Sunday, August 5, 2012

5 August 2012 - Nestle Inn Tourist Village, Tingalpa, Brisbane


The weekend has wound up after another two excellent days in Brisbane. The weather has held out as promised; each morning the birdsong and blue sky peeking through the venetian blinds has beckoned, suggesting summer-like days.

Yesterday morning we caught the bus into the city and shared the day with thousands of others as excited about the good weather as us. We revisited the Art Galley which currently is running the Portrait of Spain; Masterpieces from the Prado, a very popular exhibition with a hefty price tag. We limited our viewing to those few artworks left hanging in the galleries not commandeered for the visiting exhibition. Although we had been to this gallery in February 2011, I remembered very little of it. Perhaps it was because it had all been rearranged to accommodate the Prado visitors?

Out in the garden between the gallery and the river, we sat near a couple of musicians fiddling with their violins. When they moved off we thanked them for the entertainment and they responded by suggesting we join them at a gig around the corner. And so we did, finding ourselves in the middle of the Vintage Fashion Fair. We found seats near the small stage and watched the crazy array of people wandering past, some just like us who had happened upon the fair, but most decked out in their own version of retro vintage; most dressed to kill and back to the future of the 1950s. Some of the girls had taken so much effort, and even though rather plump, their makeup was flawless, the gloves appropriate, the brooches just so, but all spoiled by the tattoos and the lip studs. We just did not do tats and steel in those days, and most of us have chosen to remain unblemished by such. Alas, tattooed women in vintage dress tend to look even more slutty than those dressed in the fashions of today.

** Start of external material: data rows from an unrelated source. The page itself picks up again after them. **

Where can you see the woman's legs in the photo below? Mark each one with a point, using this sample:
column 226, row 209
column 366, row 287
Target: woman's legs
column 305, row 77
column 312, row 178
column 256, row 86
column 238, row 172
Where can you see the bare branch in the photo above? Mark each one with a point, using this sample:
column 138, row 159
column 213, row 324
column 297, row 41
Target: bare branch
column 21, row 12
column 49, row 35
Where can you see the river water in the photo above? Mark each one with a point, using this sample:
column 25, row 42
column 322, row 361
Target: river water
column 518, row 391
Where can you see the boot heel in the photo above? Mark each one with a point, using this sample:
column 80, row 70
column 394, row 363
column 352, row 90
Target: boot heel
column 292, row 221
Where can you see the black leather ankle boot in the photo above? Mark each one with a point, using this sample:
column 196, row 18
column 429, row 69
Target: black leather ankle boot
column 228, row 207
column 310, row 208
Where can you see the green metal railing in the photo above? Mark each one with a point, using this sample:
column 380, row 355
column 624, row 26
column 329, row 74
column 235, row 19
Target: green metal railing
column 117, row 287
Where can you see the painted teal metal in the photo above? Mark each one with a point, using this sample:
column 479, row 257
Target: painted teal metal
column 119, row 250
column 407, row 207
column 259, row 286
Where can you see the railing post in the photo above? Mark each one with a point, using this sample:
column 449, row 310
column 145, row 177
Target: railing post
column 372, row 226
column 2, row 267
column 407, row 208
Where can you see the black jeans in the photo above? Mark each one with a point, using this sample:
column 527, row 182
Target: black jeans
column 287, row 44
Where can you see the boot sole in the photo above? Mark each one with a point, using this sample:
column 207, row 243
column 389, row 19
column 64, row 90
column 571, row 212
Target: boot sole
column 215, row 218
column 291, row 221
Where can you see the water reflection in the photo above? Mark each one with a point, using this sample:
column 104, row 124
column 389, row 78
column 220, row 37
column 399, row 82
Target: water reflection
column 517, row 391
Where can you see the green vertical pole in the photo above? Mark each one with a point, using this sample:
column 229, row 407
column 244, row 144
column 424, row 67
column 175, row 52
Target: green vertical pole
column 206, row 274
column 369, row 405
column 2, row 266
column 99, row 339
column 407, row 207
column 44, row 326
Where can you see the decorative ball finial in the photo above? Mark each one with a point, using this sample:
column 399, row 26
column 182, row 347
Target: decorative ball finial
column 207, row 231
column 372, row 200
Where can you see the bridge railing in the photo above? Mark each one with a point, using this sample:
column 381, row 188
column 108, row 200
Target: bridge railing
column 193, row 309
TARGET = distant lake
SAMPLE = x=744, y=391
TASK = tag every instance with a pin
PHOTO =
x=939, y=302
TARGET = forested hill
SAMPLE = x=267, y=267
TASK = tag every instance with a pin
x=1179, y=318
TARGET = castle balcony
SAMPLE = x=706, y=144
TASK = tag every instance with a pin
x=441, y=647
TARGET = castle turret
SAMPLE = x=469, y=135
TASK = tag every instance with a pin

Our new musical friends were part of a quartet playing bluegrass amongst other genres of music, playing violins, guitars, mandolins, banjo and a double bass. We thoroughly enjoyed the entertainment; girls and music both.

We caught the river cats three times, zigzagging across the Brisbane River to admire the buildings and parks either side. It was such a perfect day for doing so. Then finally after catching a late afternoon bus, found ourselves on a route that veered away from the direction of the camp. We hastily disembarked and walked back nearly a couple of kilometres. I assured Chris the exercise would do us good, however we did vow to only travel the 220 route in the future rather than take the other suggested by the camp office.

Back into the city this morning we returned to the transport information kiosk to clarify a few issues. We had read that after the ten trips within a period of seven days, those following, still within the same seven days, were free, hence our jumping on and off ferries and buses yesterday. Today we learned that this system operates from Monday to Sunday (still seven days) but with the set start and finish days. We had purchased our cards on Friday so this hyperactivity had been all a waste of time, except for the fact we had covered some very scenic areas and enjoyed every minute of it. We also learned that transitional trips (within the hour) were considered as one, not two or three.

We spent most of the day at the Gallery of Modern Art (aka GOMA), something entirely unexpected. Although the visit to the gallery was planned, past experience suggested that we would be in and out in no time at all. Contrary to that expectation, we found much to admire and appreciate. The works making up the National New Media Art Award 2012 mostly baffled us with their variety of kinetic and off the wall displays, but was worth seeing. I preferred that titled “Across Country: Five Years of Indigenous Australian Art from the Collection” encompassing works from urban areas to the rainforests of Northern Queensland, from the Tiwi Islands to the Pilbara, and from the Western Desert to the Torres Strait Islands.

Both Chris and I found that titled “Propaganda?” particularly good; this featured a number of works in socialist realist styles from China, Vietnam and North Korea. Work from the latter was a real surprise; one tends to think of North Korea having locked doors to any domestic matters except that which seeps through the approved media.

There were other works hanging about, some of which impressed and some which only warranted a quick walk past. However needless to say, there was more of interest than other galleries of modern art we have hitherto been exposed to. And whether this comment has value to qualified art folk does not matter at all.

We had taken an interlude out in the sunshine to lunch on the riverside, from where we watched the ferries making their way up and down and remarked that the cranes above the city centre signified that Brisbane was alive and thriving. When we finally left the gallery, the sun was still warm and it seemed a shame to go back inside to another part of the wonderful cultural centre of Brisbane. Instead we set off along South Bank, to join the throngs of Sunday leisure seekers, passing crowds gathered around buskers, noisy cafes and bars, sunbathers scantily clad on the grass and by the manmade Streets Beach and along the pathways stretching far along the river. Eventually we turned back and made our way across the river to the central bus station, enjoyed an ice-cream to fill time before the next bus and came on home uneventfully.

This evening we are continuing to enjoy the Olympics, even if we are seeing only those events which feature star Australians. I have word from those back in New Zealand that the Kiwis now have four gold medals while Australia only has one. Go Kiwis!